And so Richard and I took home a half of the best pomegranate we have ever tasted.

It was a revelation all around: if all the varieties grow like that one, that would mean you can never buy a truly ripe pomegranate because shipping split ones would be a nightmare.

Because here was the other thing new to us: the seeds just poured out. There was no effort to it. They just came. Wow. Cool!

At church I said something to Jean about growing mangos too and she exclaimed, “I tried three times! My brother sent me a Hayden.” Having grown up in Hawaii, she added wistfully, “I love Haydens.”

Turns out she had never heard of the Christmas lights trick for keeping the trees from freezing. (LEDs need not apply.) She was intrigued.
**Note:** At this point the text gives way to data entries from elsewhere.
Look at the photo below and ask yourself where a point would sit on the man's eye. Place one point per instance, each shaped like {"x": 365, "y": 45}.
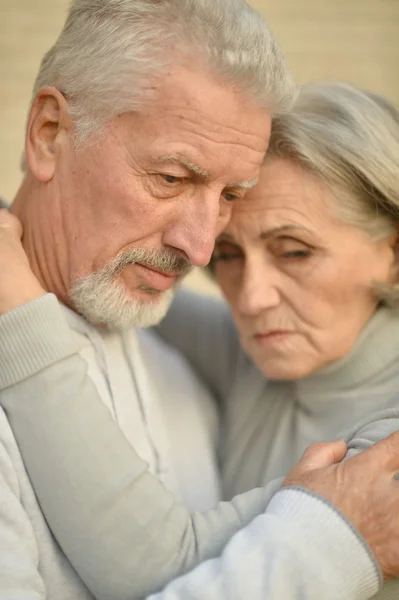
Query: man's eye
{"x": 171, "y": 178}
{"x": 230, "y": 196}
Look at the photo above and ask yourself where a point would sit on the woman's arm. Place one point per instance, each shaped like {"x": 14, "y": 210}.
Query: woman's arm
{"x": 202, "y": 328}
{"x": 121, "y": 529}
{"x": 300, "y": 549}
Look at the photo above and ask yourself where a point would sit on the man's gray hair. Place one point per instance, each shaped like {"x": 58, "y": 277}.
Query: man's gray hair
{"x": 108, "y": 51}
{"x": 350, "y": 139}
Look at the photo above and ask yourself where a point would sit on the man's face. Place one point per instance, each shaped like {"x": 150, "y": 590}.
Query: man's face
{"x": 146, "y": 200}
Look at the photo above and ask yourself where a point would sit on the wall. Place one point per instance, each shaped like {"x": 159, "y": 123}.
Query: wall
{"x": 352, "y": 40}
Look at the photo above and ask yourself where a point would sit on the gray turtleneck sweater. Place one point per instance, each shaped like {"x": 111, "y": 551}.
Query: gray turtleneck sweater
{"x": 266, "y": 427}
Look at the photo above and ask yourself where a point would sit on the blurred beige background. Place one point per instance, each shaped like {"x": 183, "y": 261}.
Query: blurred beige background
{"x": 352, "y": 40}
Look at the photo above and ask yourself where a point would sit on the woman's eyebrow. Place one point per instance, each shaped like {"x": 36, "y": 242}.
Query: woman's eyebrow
{"x": 264, "y": 235}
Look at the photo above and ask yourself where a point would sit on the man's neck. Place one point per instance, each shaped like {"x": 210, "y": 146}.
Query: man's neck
{"x": 44, "y": 250}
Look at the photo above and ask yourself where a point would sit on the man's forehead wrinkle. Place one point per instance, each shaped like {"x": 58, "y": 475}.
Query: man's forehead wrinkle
{"x": 200, "y": 122}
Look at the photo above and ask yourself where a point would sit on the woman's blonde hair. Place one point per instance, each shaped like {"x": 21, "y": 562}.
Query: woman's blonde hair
{"x": 350, "y": 139}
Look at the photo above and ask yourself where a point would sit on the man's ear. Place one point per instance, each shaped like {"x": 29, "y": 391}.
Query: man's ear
{"x": 48, "y": 126}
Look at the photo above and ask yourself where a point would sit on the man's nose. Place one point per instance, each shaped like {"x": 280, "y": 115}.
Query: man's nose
{"x": 258, "y": 291}
{"x": 194, "y": 229}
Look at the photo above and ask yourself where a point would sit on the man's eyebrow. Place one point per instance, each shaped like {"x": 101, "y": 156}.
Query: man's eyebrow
{"x": 245, "y": 185}
{"x": 275, "y": 230}
{"x": 182, "y": 160}
{"x": 203, "y": 173}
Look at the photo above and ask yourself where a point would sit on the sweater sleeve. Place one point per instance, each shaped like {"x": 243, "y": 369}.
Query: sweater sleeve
{"x": 120, "y": 528}
{"x": 202, "y": 328}
{"x": 300, "y": 549}
{"x": 19, "y": 557}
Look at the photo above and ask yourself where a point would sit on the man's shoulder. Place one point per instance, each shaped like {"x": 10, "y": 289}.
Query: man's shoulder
{"x": 10, "y": 457}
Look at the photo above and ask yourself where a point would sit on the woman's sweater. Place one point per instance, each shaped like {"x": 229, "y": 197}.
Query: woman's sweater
{"x": 266, "y": 428}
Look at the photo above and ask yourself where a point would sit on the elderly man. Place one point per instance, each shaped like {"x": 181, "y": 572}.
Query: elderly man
{"x": 149, "y": 119}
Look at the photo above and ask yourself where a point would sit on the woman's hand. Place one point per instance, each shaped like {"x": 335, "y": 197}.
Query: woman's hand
{"x": 18, "y": 284}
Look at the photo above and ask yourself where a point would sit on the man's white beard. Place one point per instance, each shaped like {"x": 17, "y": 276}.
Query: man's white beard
{"x": 103, "y": 300}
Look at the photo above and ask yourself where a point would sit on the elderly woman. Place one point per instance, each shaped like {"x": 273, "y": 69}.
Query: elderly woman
{"x": 308, "y": 265}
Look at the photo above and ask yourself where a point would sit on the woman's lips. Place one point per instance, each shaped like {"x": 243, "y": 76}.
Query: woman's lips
{"x": 272, "y": 337}
{"x": 157, "y": 280}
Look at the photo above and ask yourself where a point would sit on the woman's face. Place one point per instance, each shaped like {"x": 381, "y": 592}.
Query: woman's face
{"x": 298, "y": 279}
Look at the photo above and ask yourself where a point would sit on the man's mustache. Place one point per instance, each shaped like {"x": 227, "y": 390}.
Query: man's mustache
{"x": 165, "y": 261}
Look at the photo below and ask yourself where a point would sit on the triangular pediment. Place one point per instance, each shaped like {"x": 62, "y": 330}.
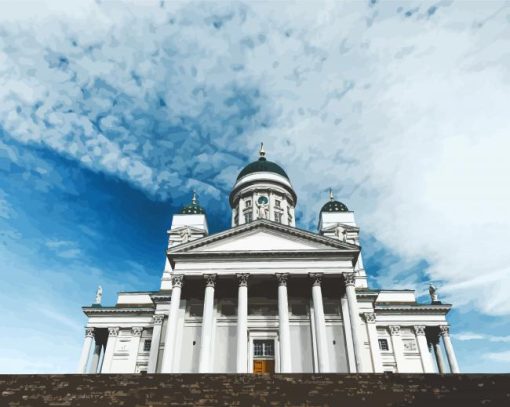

She might need help with the planting but it looked to me like she was ready to go try again.

Jean is a Pearl Harbor survivor, a young adult coming out of church that day in time to look down the hillside to see the bombs falling below.

And she planted that pomegranate tree towards the future three years ago and she got to pick and to share that fruit.

I tell you, order her Hayden and my Alphonso, we will have mango-growing stories to swap, there’s no stopping her now.



Betsy’s Spencers
Thursday November 06th 2014, 11:07 pm
Filed under: Family,Food,Friends

An old classmate from long ago now lives near where we used to in New Hampshire. I was reminiscing over a fruit stand on Old Route 3 back in the ’80’s and their Spencer apples–the best apples ever, and a variety I’d never found since we’d moved to California.

A box showed up on our doorstep today. …Betsy! Thank you!

Just look at those fingers barely showing around that Spencer.

There are a couple other types for us to taste test to see if the real thing matched the memories and how they compared to, say, Honeycrisps. Dunno–because I waited till Richard got home so that that first taste would be a shared experience and then we polished off a Spencer each.

Managed to get a little dinner in, too.



Coming Full Circle
Wednesday October 29th 2014, 10:06 pm
Filed under: Food,Friends,LYS

There was one summer evening at Purlescence probably two years ago where Sandi and Kaye had a big bowl of huge strawberries set out for the nibbling. They belonged to an organic farmshare and it was the peak of the season.

Those strawberries tasted like the ones my family drove an hour to a pick-your-own place near Camp David to get when I was growing up–and nothing like the grocery store’s. Wow. I went home and looked their supplier up and the demand was greater than the supply; new customers were not being accepted.

Saw something today and finally went looking again.

I’d wanted for a long time to know what a heritage-variety Spitzenberg apple tastes like; I’m not going to plant a tree that’s a question mark.

Our first Full Circle box comes next week. Spitzenbergs will be in it. I can’t wait.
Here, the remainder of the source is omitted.